I’m not sure if Jesus said that or Martin Luther King, but the inscription is found above the pulpit in many C.S. churches across this land.
If someone is sick -> know the truth. If someone gets in a car accident -> know the truth. If someone is on their deathbed and their immediate prognosis is dim -> then know the truth. The truth might produce a healing. Your positive thoughts could influence the outcome of another person’s health and well-being. That is a common C.S. belief.
Practitioners are educated in metaphysical doctoring. They’re all about influencing mental states and “correcting” false beliefs when the patient cannot see the truth for themselves.
Then there’s daily prayer which routinizes a mental foundation and view of others all over the world. That’s nice. Unselfish prayer. That actually is a very Christian thing, rarely seen in the world today. The prayer goes, “Thy kingdom come. Let the reign of divine truth, life and love be established in me and rule out of me all sin. And may thy word enrich the affections of all mankind. And govern them.”
Back to Devastation
So what’s so harmful about not recognizing the commonly accepted world we live in? Well, you don’t have to take medicine. That’s your prerogative. We don’t care about that. Everyone should be able to believe what they want, as long as it doesn’t destroy the common good. Ignorance is harmful. Ignorance…
Dealing with Death
C.S. elders don’t care to talk about death. Even though one of their Bible lesson subjects is Probation after Death…
Whenever a friend of my dad died, Jeff would only notify me this way, “By the way, so and so passed away.” Then I would get into it and try to acknowledge all the virtues and good deeds of the person, to acknowledge who they were.
“Bill Foster was a great man.
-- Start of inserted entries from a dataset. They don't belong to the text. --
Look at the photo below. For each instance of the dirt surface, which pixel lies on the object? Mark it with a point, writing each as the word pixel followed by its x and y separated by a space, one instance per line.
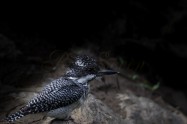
pixel 107 89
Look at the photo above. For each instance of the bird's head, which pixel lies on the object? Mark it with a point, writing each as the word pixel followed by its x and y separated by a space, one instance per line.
pixel 86 67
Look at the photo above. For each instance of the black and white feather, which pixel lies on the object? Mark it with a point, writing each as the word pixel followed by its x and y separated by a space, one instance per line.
pixel 60 93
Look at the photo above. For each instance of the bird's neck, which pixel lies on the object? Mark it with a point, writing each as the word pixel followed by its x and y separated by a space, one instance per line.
pixel 84 79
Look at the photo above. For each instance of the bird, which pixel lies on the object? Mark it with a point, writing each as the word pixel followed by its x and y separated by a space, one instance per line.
pixel 66 93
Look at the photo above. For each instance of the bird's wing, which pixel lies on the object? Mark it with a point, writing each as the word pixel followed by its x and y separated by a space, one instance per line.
pixel 57 98
pixel 47 101
pixel 55 84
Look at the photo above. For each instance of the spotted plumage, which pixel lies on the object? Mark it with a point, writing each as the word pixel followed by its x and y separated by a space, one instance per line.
pixel 59 98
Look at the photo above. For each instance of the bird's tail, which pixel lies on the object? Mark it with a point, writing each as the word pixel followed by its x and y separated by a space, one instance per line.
pixel 17 115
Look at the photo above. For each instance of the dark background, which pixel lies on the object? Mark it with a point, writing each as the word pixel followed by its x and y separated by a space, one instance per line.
pixel 153 33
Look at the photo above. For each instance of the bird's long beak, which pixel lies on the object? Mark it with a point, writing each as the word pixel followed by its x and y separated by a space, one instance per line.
pixel 106 72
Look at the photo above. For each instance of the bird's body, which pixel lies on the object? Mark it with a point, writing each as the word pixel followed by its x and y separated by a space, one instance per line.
pixel 59 98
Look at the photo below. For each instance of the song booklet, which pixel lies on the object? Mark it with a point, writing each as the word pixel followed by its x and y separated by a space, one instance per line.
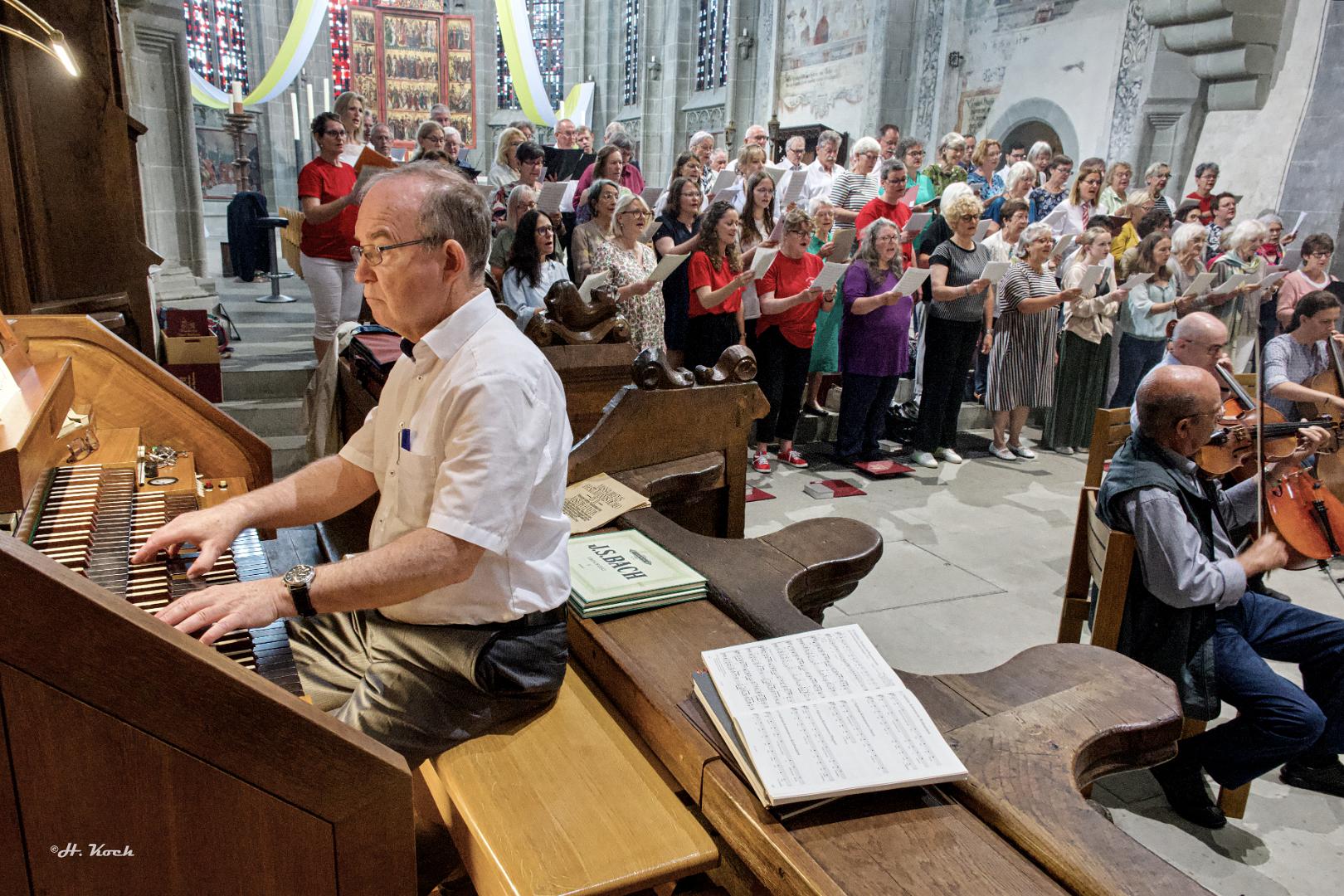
pixel 821 715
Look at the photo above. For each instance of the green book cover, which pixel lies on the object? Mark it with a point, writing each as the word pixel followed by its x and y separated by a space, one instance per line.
pixel 626 564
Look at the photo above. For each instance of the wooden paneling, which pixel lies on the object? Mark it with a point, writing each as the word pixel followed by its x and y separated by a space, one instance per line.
pixel 90 779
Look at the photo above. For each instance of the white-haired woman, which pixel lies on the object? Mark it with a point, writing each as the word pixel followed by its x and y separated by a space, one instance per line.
pixel 1022 360
pixel 1085 347
pixel 429 136
pixel 350 106
pixel 957 321
pixel 1040 156
pixel 504 171
pixel 522 199
pixel 945 171
pixel 852 190
pixel 1239 309
pixel 1116 192
pixel 628 264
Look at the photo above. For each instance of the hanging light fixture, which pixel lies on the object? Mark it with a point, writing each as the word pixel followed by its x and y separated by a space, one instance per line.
pixel 54 42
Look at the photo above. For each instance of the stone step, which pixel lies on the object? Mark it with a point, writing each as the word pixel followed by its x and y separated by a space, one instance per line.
pixel 266 382
pixel 268 416
pixel 288 453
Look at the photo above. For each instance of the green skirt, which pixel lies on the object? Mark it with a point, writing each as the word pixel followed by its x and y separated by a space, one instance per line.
pixel 825 347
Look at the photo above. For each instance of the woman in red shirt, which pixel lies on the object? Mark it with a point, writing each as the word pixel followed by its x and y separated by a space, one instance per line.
pixel 327 193
pixel 717 280
pixel 785 331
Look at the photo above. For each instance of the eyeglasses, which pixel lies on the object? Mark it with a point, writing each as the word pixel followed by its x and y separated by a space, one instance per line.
pixel 373 256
A creative innovative mind. A compassionate, colorful, energized and energizing man. He loved ideas more than anything maybe. Bill was a painter, a hobby painter. He couldn’t command much in the marketplace for his paintings but he traveled to Lake Como, Italy and southern France and lived in Santa Barbara, and worked in New York City at one time. He was a real Mad Man of Mad Men. A nicer, kinder, gentler Don Draper. He lived in Greenwich and commuted to Manhattan in the 60s…”
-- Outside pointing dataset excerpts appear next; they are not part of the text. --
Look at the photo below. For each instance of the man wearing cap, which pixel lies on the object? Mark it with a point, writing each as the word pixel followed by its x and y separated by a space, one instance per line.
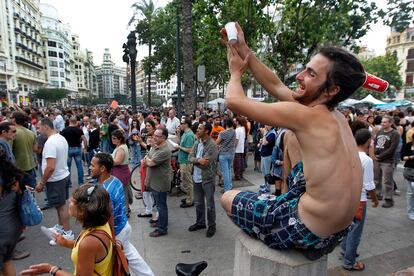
pixel 58 122
pixel 172 122
pixel 217 127
pixel 204 158
pixel 185 147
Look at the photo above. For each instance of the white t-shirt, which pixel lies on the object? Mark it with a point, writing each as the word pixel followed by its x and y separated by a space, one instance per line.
pixel 85 133
pixel 240 137
pixel 56 147
pixel 172 125
pixel 59 123
pixel 368 174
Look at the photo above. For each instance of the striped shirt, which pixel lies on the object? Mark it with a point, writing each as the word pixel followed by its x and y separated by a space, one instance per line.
pixel 115 190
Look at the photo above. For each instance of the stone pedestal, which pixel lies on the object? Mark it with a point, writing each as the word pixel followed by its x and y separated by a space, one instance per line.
pixel 254 258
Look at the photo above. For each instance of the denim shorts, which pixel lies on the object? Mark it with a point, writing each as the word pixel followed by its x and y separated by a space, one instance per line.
pixel 276 221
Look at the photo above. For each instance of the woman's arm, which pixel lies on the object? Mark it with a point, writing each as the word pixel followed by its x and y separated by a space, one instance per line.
pixel 119 157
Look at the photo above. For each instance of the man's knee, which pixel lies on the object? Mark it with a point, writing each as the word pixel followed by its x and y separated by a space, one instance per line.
pixel 227 200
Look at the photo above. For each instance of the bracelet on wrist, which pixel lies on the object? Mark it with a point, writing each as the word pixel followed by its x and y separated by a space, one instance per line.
pixel 54 270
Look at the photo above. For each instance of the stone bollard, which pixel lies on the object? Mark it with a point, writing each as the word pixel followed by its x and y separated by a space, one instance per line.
pixel 254 258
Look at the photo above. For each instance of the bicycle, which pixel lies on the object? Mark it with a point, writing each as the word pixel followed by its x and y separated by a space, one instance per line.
pixel 194 269
pixel 135 181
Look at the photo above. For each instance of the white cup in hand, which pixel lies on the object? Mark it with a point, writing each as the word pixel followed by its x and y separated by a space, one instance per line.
pixel 231 32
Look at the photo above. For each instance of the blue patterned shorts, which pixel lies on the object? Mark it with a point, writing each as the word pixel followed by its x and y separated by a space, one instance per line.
pixel 275 220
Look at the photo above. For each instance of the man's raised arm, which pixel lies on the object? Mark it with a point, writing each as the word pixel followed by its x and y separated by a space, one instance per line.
pixel 266 77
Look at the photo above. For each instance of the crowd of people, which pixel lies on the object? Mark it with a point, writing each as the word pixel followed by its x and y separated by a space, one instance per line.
pixel 319 166
pixel 212 146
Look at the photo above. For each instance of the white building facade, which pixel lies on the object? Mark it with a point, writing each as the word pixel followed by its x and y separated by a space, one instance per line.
pixel 59 52
pixel 22 62
pixel 402 44
pixel 111 79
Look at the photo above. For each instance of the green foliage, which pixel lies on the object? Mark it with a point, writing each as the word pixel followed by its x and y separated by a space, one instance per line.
pixel 281 32
pixel 51 94
pixel 156 100
pixel 122 99
pixel 399 14
pixel 385 67
pixel 300 27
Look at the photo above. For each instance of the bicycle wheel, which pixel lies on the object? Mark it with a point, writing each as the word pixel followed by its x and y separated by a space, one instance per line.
pixel 136 179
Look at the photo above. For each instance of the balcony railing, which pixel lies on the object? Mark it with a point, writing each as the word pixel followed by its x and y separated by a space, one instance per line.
pixel 22 59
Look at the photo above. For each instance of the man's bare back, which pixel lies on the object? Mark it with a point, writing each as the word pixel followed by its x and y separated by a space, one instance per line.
pixel 325 188
pixel 332 172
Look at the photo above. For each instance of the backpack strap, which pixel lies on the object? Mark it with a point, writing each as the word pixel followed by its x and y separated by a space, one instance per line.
pixel 120 255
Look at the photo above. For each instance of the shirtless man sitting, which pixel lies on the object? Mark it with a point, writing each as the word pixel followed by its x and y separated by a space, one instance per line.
pixel 325 188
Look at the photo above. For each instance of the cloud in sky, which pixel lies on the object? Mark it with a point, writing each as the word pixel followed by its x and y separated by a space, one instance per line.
pixel 104 24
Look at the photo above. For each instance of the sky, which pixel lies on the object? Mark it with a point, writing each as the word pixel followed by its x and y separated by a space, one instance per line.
pixel 103 24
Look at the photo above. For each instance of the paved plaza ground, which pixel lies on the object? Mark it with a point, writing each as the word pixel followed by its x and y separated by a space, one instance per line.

But my dad would not let this conversation take foot. He would nip it in the bud after the first acknowledgment and switch the subject to which he had nothing to talk about.
That was perhaps the biggest obstacle in our relationship. We couldn’t talk about anything deep. I suspect it gave more credence to the human experience which he eschewed. Yet he didn’t draw any connection. He loved fatty foods and traveling and photography and music. He loved the human experience. He loved meeting people and talking with them after church. He was ALWAS the last person to leave the building on Sundays.
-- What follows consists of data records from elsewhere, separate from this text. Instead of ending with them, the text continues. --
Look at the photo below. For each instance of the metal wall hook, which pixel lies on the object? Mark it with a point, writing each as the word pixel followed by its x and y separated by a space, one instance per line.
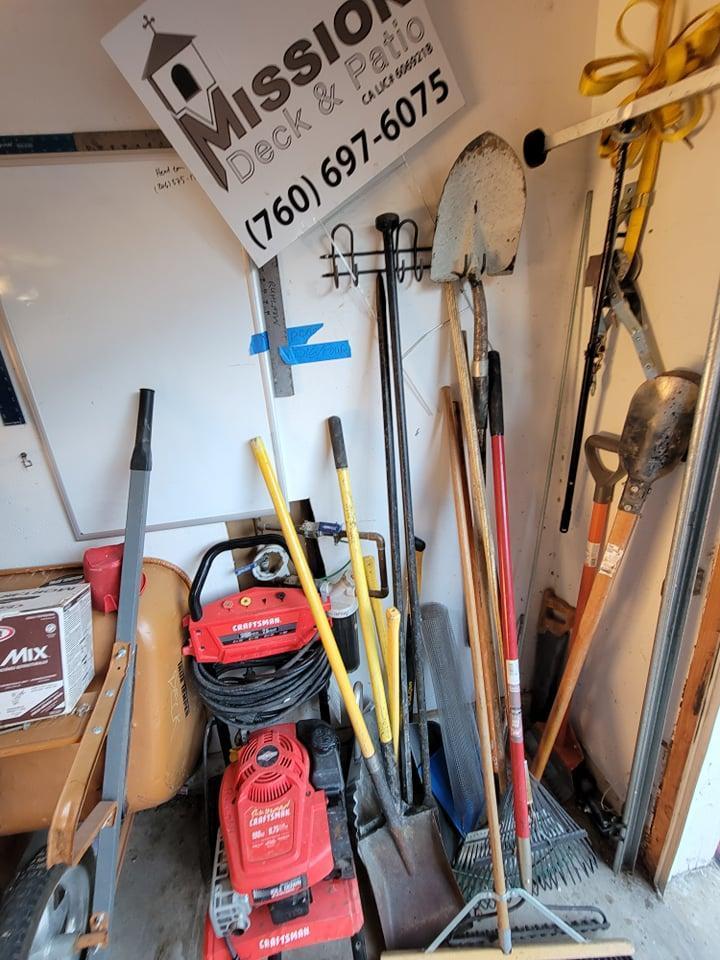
pixel 349 257
pixel 414 262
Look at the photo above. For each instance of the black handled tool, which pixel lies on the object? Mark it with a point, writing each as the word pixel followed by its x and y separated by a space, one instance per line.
pixel 593 351
pixel 387 224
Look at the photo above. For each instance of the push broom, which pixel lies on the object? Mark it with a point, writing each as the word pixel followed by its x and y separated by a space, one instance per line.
pixel 478 232
pixel 577 947
pixel 560 849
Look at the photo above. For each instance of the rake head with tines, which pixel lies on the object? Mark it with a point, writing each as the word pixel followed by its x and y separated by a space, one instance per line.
pixel 561 852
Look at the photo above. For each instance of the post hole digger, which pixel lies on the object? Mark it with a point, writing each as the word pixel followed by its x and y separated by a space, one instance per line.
pixel 653 441
pixel 414 887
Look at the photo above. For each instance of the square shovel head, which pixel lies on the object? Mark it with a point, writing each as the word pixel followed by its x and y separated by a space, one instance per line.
pixel 414 904
pixel 480 214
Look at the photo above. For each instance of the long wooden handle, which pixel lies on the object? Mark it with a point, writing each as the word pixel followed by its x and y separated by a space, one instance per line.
pixel 596 535
pixel 367 626
pixel 477 481
pixel 480 507
pixel 362 734
pixel 478 631
pixel 617 543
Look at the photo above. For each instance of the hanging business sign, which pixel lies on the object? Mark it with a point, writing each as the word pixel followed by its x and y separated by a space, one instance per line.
pixel 284 108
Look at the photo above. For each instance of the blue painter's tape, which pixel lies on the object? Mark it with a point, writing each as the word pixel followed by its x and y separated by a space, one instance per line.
pixel 314 352
pixel 259 343
pixel 298 350
pixel 299 336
So he loved life but ignored death. I’ve lived a good life, he said in the years leading up to his demise. He knew he had lung cancer but wouldn’t let others know it. Why didn’t I ask, “Why do you say that dad?” Instead, I’d concur, “Yep, you’ve had a good life.” The father was evaluating his life in retrospect and I was simply agreeing with the current observation.
Christian Scientists make their religion more complicated than it has to be. If they simplified their tenets into contemporary normal human language, then it would be easy to argue against its nonsense.
The Hard Questions
• If man is not matter, then how do you explain who or what is discerning?
• If man is spiritual, then what am I?
• If what is deemed real is not perceptible to the 5 senses, then how do we have the capacity for experiencing both the real and unreal?
• If medicine cures my ailment, then is that a lie?
• What is the relation between my physical body and my mental being?
• Why do you refuse to assign any attachment between the body and being?
• Are you a heretic if you take medicine or seek medical advice when you’re sick or dying?
• What are you healing?
• If you’re healing a belief about a physical state, then why do you care? If the material’s not real, then why not just ignore it?
• Is something wrong with your mind if you can’t heal something?
• Is this body a representation of who you are? Is it merely a concept of your own design?
• Who were you before your first memory? Who will you be after your body turns over?